Years of neglect, financial mismanagement, poor oversight, and distorted priorities have created a slow-building disaster. In 2017, an investigation by the New York Times revealed in stark terms “how the needs of the aging, overburdened system have grown while city and state politicians have consistently steered money away from addressing them.” The same year, cascading crises of overcrowding, chronic delays, and derailments led Governor Cuomo, who controls the Metropolitan Transit Authority and rarely rides the subway, to declare a “state of emergency.”
We’re at a similar juncture on our streets. Over the past century, the dominance of the privately-owned automobile gobbled up ever more public space in our city, leading to pollution, congestion, and deadly crashes. Despite laudable efforts like Vision Zero, the introduction of CitiBike, and the slow but steady expansion of protected bike lanes, 2019 has been the deadliest year for cyclists in two decades–at the very moment when the climate crisis demands more people make green transportation choices.

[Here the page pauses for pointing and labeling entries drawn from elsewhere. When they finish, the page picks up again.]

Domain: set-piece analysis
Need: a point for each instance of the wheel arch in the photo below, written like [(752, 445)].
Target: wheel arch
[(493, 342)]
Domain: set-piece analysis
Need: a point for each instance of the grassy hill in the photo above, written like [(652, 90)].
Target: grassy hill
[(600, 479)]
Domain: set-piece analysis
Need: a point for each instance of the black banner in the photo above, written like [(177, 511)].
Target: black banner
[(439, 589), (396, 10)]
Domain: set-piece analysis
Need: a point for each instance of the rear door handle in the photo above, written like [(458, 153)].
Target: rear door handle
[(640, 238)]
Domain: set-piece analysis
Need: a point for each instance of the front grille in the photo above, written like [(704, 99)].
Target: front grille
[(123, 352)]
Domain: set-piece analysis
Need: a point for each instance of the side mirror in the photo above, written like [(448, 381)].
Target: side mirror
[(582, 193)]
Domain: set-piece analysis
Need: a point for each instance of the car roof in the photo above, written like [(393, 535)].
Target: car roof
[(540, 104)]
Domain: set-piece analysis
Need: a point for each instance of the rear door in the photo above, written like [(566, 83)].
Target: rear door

Both above ground and below, there have been some promising developments. After years of cajoling, New York adopted the country’s first congestion pricing plan, which could generate $25 billion in new transportation funding and reduce traffic in Manhattan. City Council Speaker Corey Johnson’s “Master Plan” represents the kind of future visioning we’ll need to break the car culture and build a more livable city. And the transformation of 14th Street into a dedicated bus-way has been a massive success.
We need to set out our priorities, exercise our collective power, and fight for reliable, green public transportation as a basic social right.